All those mad toilet paper runs to Costco might pay off for some shoppers. Others who scoffed at the buying binge might be out of luck.
Supply cuts that were supposed to bolster the beleaguered lumber market are now creating an unintended effect: the wood chips required to make sought-after toilet paper and wipes during the coronavirus pandemic are becoming more scarce.
Right now, about 25% of Canadian sawmill capacity is shut after producers from West Fraser Timber Co. and Canfor Corp. idled operations amid a price slump and poor outlook for spring building as the coronavirus spreads.
That’s reduced the output of wood chips that pulp mills rely on to make everything from toilet paper and wipes to cardboard boxes and paper bags, said Derek Nighbor, president and chief executive officer of the Ottawa-based Forest Products Association of Canada.
Without federal aid to get some sawmill capacity back online, input costs could rise or there could be a shortage of the materials pulp mills need for household products, he said. Panic buying has already caused shortages of toilet paper and other hygiene products in supermarkets around the world.
“The demand from pulp mills has gone up at a time when we’re starting to see the chip supply become more scarce from the sawmills,” Nighbor said in a telephone interview. “It could drive the cost up or there could be product constraints for sure in the months ahead.”
High production costs in Canada squeezed profits for sawmills. The U.S. housing market remains under pressure as the coronavirus spreads, and lumber futures plunged a record 32% in March.

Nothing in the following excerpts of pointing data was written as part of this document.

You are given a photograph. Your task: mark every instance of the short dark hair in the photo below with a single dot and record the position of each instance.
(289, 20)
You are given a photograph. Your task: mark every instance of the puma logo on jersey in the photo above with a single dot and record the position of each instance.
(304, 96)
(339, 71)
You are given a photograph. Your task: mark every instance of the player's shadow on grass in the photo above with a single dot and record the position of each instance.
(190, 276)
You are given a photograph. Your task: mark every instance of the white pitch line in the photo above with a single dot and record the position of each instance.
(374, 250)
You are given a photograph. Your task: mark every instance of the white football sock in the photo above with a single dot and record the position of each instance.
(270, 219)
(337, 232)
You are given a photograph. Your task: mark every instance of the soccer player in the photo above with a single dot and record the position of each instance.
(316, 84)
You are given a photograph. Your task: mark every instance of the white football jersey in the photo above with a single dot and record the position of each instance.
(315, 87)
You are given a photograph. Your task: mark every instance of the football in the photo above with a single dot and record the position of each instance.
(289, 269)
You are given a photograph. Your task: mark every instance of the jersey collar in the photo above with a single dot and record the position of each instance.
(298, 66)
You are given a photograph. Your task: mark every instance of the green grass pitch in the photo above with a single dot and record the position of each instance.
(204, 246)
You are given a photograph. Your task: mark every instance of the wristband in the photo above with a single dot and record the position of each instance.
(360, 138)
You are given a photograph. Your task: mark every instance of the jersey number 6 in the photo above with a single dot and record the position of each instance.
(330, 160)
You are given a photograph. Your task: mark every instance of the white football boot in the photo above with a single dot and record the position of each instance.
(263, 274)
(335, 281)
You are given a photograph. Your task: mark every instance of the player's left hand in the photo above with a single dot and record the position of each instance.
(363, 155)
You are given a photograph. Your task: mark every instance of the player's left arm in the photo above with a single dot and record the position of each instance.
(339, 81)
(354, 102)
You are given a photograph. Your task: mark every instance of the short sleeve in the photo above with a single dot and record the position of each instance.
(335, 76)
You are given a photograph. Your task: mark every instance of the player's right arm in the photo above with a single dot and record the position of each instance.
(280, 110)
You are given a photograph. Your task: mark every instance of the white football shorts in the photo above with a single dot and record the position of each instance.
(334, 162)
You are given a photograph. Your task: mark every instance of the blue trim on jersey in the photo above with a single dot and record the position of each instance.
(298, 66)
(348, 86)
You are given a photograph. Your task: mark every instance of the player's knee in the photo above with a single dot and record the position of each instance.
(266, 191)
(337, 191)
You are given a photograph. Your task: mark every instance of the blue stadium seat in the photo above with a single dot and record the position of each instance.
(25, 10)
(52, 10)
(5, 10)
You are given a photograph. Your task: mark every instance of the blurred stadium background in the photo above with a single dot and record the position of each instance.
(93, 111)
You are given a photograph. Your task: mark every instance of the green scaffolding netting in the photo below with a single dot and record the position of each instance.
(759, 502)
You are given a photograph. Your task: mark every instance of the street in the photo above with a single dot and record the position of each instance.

The industry is optimistic that Canada’s government can tweak its wage subsidy program to help forest operators qualify and bolster their access to cash to help them survive the coming quarters, Nighbor said. Canada exports the bulk of its pulp, paper and packaging products and the U.S. is one of its major markets, he said.
“We’re in a crisis here,” Nighbor said. “We need more of our sawmills running.”
Toilet paper at most stores is still in very limited supply. Shoppers are often restricted to small packages that now cost two or three times the previous cost. Baby wipes are all but gone.
Disney cuts pay to 100,000
Walt Disney Co. will stop paying more than 100,000 employees this week, nearly half of its workforce, as the world’s biggest entertainment company tries to weather the coronavirus lockdown, according to reports.
Suspending pay for thousands of so-called cast members will save Disney up to $500 million a month across its theme parks and hotels, which have been shut in Europe and the U.S. for almost five weeks, the Financial Times reported.
But slashing fixed costs in a more severe way than other theme-park owners, such as NBCUniversal and Warner Media, poses significant risks to the reputation of the century-old empire behind Mickey Mouse.
The decision leaves Disney staff reliant on state benefits — public support that could run to hundreds of millions of dollars over coming months — even as the company protects executive-bonus schemes and a $1.5 billion dividend payment due in July.
By contrast, some big multinationals, including L’Oreal and Total in France, have vowed to forgo state aid in a show of solidarity with taxpayers.
Disney over the past month has raised debt and signed new credit facilities, leaving the company with about $20 billion in fresh cash to draw upon for a downturn. “They could afford” not to furlough staff, said Rich Greenfield, analyst at BTIG, The Times reported.
He cautions, however, that Disney is probably braced for a “very prolonged shutdown.” Disney made nearly $7 billion in operating income from its parks, experiences and products business last year, making up nearly half of all operating profits. Shares in Disney have fallen by a quarter since the outbreak of the virus.